Caprese salad is one of our all-time favorite dishes, especially when tomatoes are at their peak. So, let’s go a step further, and do a nice pasta dish with that in mind. How about Rotini all Caprese?! Literally bursting with flavor, and dish that comes together in less than an hour. A true classic…pasta and caprese…a match made in Italian heaven! 135% Loon Approved!
Rotini alla Caprese
- 1/2 cup pine nuts aka pignolis
- 1/3 cup olive oil
- 3 tablespoons good quality red wine vinegar
- 2 tablespoons capers drained
- 1 teaspoon garlic minced
- 8 ounces of fresh mozzarella cut into bite-size cubes, or bocconcini
- 2 cups cherry or grape tomatoes, halved
- 1/2 cup fresh basil chopped
- 1/4 cup chives chopped
- 1/4 cup flat-leaf parsley chopped
- 12 ounces dried rotini or farfalle, or fusilli
- Kosher salt and freshly ground black pepper
- 1/4 cup balsamic vinegar
Place pine nuts on a baking sheet and broil for 2 minutes, until starting to lightly brown (keep an eye on them). Remove, set aside, and sprinkle with salt.
In a large bowl, whisk together the olive oil, red wine vinegar, capers and garlic, until combined.
Stir in the cheese, tomatoes, basil, chives and parsley. Let stand at room temperature for about 30 minutes, stirring occasionally.
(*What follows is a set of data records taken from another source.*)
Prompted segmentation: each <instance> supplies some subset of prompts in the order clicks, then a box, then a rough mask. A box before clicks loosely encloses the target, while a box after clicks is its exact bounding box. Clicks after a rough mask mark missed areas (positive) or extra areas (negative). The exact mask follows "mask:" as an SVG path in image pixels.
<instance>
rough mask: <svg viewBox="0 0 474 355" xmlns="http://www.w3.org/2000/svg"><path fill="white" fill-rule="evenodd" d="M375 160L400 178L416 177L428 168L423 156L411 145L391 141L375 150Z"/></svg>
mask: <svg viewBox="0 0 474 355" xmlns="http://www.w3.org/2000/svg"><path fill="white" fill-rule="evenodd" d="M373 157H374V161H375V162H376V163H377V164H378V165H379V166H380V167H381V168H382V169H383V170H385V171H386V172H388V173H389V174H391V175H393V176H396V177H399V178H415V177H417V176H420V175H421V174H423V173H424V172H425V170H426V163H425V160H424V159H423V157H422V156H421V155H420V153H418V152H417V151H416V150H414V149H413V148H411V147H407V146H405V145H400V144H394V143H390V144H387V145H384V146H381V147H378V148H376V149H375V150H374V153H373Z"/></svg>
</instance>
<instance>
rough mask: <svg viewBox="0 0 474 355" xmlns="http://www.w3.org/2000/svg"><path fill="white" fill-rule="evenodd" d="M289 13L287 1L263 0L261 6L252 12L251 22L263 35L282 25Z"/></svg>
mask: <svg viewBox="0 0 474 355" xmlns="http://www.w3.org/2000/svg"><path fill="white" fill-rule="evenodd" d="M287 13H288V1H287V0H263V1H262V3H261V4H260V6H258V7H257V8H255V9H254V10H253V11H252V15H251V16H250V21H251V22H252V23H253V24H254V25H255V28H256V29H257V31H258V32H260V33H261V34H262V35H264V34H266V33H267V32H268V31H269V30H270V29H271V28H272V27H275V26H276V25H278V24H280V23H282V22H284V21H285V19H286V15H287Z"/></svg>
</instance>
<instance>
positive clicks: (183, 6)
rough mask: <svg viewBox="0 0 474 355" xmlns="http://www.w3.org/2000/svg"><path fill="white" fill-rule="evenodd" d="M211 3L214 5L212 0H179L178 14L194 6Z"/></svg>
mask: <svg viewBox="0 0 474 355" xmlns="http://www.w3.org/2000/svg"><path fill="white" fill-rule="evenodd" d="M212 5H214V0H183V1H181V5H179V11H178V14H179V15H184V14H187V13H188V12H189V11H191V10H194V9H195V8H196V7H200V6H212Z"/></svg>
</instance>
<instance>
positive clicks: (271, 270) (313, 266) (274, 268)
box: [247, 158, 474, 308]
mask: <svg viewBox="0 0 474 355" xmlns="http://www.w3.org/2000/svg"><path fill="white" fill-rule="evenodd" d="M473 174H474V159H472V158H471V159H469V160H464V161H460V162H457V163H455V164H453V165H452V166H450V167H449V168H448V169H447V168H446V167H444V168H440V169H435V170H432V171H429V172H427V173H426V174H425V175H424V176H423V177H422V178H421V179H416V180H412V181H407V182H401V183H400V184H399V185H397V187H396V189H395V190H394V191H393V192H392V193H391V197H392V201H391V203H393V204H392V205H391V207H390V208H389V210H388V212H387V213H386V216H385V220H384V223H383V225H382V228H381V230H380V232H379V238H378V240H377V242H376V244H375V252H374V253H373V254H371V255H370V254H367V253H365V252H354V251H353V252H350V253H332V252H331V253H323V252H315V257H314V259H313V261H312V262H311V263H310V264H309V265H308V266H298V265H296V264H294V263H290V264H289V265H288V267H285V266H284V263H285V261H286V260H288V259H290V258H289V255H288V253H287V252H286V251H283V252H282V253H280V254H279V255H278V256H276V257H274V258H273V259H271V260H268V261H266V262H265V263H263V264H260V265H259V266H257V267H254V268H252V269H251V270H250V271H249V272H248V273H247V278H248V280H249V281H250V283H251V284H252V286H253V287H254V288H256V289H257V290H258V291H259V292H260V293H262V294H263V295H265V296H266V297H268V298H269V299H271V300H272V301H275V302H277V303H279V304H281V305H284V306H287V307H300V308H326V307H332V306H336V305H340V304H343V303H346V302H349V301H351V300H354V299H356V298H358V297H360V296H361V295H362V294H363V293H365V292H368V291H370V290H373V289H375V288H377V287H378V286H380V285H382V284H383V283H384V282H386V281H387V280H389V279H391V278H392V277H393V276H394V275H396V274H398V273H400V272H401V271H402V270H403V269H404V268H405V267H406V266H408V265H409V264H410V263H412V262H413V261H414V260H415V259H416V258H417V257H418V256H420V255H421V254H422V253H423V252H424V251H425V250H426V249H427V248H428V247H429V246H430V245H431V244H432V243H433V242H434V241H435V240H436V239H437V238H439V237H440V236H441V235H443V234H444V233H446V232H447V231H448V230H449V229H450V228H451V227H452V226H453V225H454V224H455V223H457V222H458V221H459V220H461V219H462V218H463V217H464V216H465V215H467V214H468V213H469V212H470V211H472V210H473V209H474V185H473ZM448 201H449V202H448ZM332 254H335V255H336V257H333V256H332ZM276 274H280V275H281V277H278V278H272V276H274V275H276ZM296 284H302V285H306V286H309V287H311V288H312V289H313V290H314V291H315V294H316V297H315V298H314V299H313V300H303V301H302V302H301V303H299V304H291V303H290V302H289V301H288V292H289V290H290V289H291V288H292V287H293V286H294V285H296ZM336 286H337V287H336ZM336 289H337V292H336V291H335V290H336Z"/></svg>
Meanwhile, cook pasta in boiling, lightly salted water and cook until al dente (about 7 - 9 minutes). Before draining, reserve 1/4 cup of the pasta water. Then, drain pasta.
Immediately add hot pasta and the 1/4 cup reserved pasta water to mozzarella mixture and let stand about 1 minute.
Gently toss the pasta and mozzarella mixture.
Season to taste salt and pepper.
Sprinkle the top with toasted pine nuts and then drizzle with balsamic.